An ER nurse at Royal Columbian, who asked to remain anonymous for privacy reasons, says nurses suffer from burnout and have almost no downtime with patients in the waiting room.

“Our staffing is crappy because we have all these new people come in,” the nurse says, adding that some nurses are gone between six months and a year.

The nurse says that Fraser Health sees staff as numbers, only cares about filling quotas, and new nurses hired straight to the ER are set up to fail.

“This is basically throwing them into the jungle and saying, ‘Here, fend for yourself and figure this out,’” the nurse says.

Holton says the BC Nurses’ Union is working hard with the province and regional authorities to implement proper nurse-to-patient ratios.

“We are working hard to strengthen not only acute care, but also primary care, by bringing new doctors and nurse practitioners into the province through fair pay, better conditions and faster credential recognition, and retaining and training more health-care workers here in B.C.,” the Ministry of Health wrote.

“B.C. is adding health-care providers faster than ever.”

U.S. recruitment efforts led to more than 2,900 job applications from March 2025 to February, the ministry wrote, adding that as of April, more than 580 health-care workers accepted job offers.

Last month, 98.2 per cent of BC Nurses’ Union members voted in favour of strike action if necessary, more than a year after their last agreement expired. The Nurses’ Bargaining Association reached a tentative agreement, which includes more funding from the health ministry to continue implementing minimum nurse-to-patient ratios.

Holton says the union sees the impact of improving ratios with less burnout and greater job satisfaction among nurses, and it’s better for patients.

“Patients are getting the care that they need, and they’re getting the standard of care they should expect,” Holton says.

​However, the ER nurse from Royal Columbian says nothing will change unless more nurses are trained and improvements are made to unsafe layouts and makeshift spaces, including hallway stretchers in the ER.

“We’re going to have those back-to-back stretchers down the hallway.

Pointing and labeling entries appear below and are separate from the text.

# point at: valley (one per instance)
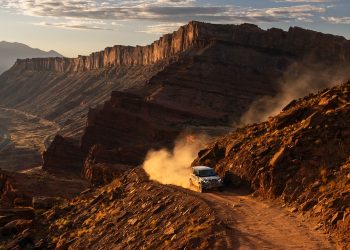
(87, 124)
(24, 138)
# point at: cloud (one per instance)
(337, 20)
(72, 25)
(166, 12)
(304, 1)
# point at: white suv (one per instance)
(205, 178)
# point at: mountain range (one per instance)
(268, 102)
(10, 52)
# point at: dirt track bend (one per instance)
(255, 224)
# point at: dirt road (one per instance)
(255, 224)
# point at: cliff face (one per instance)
(300, 156)
(200, 71)
(196, 35)
(167, 46)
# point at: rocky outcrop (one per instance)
(197, 35)
(300, 157)
(19, 189)
(150, 215)
(103, 165)
(66, 154)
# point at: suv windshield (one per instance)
(206, 173)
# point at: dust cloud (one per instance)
(173, 167)
(299, 81)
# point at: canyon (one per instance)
(94, 118)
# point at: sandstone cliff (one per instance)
(196, 35)
(199, 76)
(300, 156)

I am 100 per cent sure it’s going to be a thing,” the nurse says.

Seven hospitals in B.C., including Surrey Memorial, operated at 10 to 20 per cent above capacity, with an average of 329 patients across all seven hospitals being taken care of in makeshift spaces, The Tyee reported in late 2025.

Despite the two new medical clinics and upcoming Cloverdale hospital, Surrey’s projected growth is top of mind for Holton.

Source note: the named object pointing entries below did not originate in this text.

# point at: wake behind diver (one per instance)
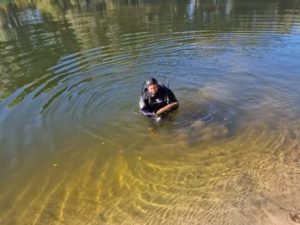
(157, 100)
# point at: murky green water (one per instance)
(74, 150)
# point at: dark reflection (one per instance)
(35, 34)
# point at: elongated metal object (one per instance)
(166, 108)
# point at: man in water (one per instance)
(157, 100)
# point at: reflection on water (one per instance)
(74, 149)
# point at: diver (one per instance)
(157, 100)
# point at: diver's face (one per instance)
(153, 88)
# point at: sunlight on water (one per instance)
(74, 149)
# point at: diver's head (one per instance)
(152, 86)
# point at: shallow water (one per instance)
(74, 149)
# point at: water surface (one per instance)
(74, 149)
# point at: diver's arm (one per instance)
(145, 109)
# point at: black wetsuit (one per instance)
(149, 104)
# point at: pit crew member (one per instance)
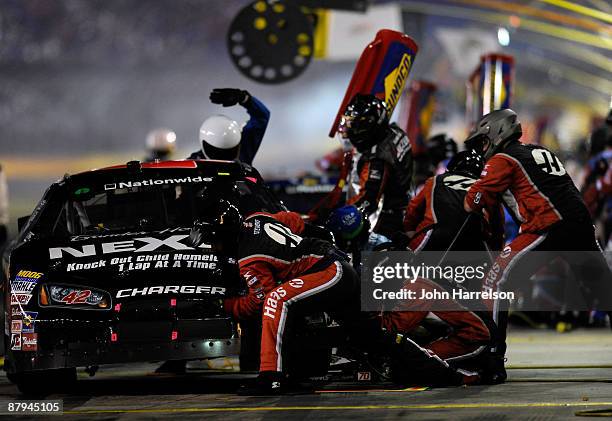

“The problem is our population is going to be growing, so as soon as we build it, people come, and then we’re right back where we started off.”

Holton says that Fraser Health has been trying to build more health-care infrastructure, but securing funding and covering the massive costs of adding new buildings remain challenging.

“It’s so costly. And now, given the current times of tariffs … the cost of building is going to be even more — and the government is already strapped for money,” Holton says.

She hopes residents explore other primary care clinics, adding that people need to put pressure on the government to address ER wait times and the issues they cause.

“It’s only by doing that the government will become aware of what’s actually happening on the ground.”